Analyzing system logs - Advanced In-The-Wild Malware Test

Sample settings of the Sysmon audit policy. Windows 10 allows a user to insight into very detailed information about system events.

Before a potentially harmful sample is qualified for tests, one of the components of a testing system checks if malicious software certainly introduces unwanted modifications to Windows 10. For this purpose, every virus is analyzed for several minutes. The human factor excluded from tests makes it impossible to ascertain whether, for example, malware will finish its activity after 60 seconds. We must establish some time threshold after which we stop an analysis.

We are aware that there’s malicious software that can delay its launch up to several hours before it will be activated. It can also listen to connections with C&C server on an ephemeral port. There were also situations when malware was programmed to infect a specific application, or it was waiting for a website to be opened. For this reason, we took every effort to ensure that our tests are as close to reality as possible, and samples which are “unreliable” won’t be included in a test virus database.
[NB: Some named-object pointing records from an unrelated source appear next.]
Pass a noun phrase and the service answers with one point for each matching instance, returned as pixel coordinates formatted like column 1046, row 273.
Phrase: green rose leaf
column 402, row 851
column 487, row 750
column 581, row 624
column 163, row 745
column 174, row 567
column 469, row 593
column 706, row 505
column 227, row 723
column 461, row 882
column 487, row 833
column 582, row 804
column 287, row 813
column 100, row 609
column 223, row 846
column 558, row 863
Detailed logs from the activity of malware are transferred to the testing system, which looks for matching indicators corresponding to blocking a virus by a protection product. Potentially dangerous indicators that point to an infection of Windows 10 are also searched. In addition, detection of malware is verified based on the presence of potentially dangerous changes in logs that were introduced by a sample into a system.

Sample XML logs (Sysmon) collected from malware activity.
Sample XML logs (Sysmon) collected from malware activity.

An attempt to modify files in a location:

C:\Users\%USERNAME%\Desktop\Files

An attempt to run a program from a location:

C:\Users\%USERNAME%\AppData\Local\Temp

Checking devices in a virtual machine:

HARDWARE\DEVICEMAP\Scsi\Scsi Port 0\Scsi Bus 0\Target Id 0

After analyzing every malicious sample and obtaining logs, developed algorithms decide whether a particular sample is certainly harmful. We publish partial information from an analysis on our website in an accessible form for users and developers. Detailed data are shared with developers.

We can determine with certainty whether a protection product has stopped malicious software with a signature or proactive protection components. Analyzing logs is very time consuming, so we have developed algorithms which do the whole tedious work for a man.

Moving malware to quarantine:

C:\ProgramData\Malwarebytes\MBAMService\Quarantine\

Another way to malware detecting:

C:\ProgramData\Malwarebytes\MBAMService\RtpDetections\
Sample report from the activity of Malwarebytes software.
Sample report from the activity of Malwarebytes software.

Registered logs, among others, about changes in a structure of files, system registry, task scheduler, logging into a system and network shares, and also changes in a network communication of processes, provide necessary information about modifications introduced into a system by malware. For example, if an infected Word document containing several scripts (Visual Basic, CMD, PowerShell) is launched, followed by an action of a file download from a website, and saving a virus in %TEMP%, enabled inspection of the individual components of the operating system will add such information to a log. As a result, every, even the smallest modification introduced by malware, will be recorded. Whether it will be a keylogger, backdoor, rootkit, trojan, macro virus, or ransomware.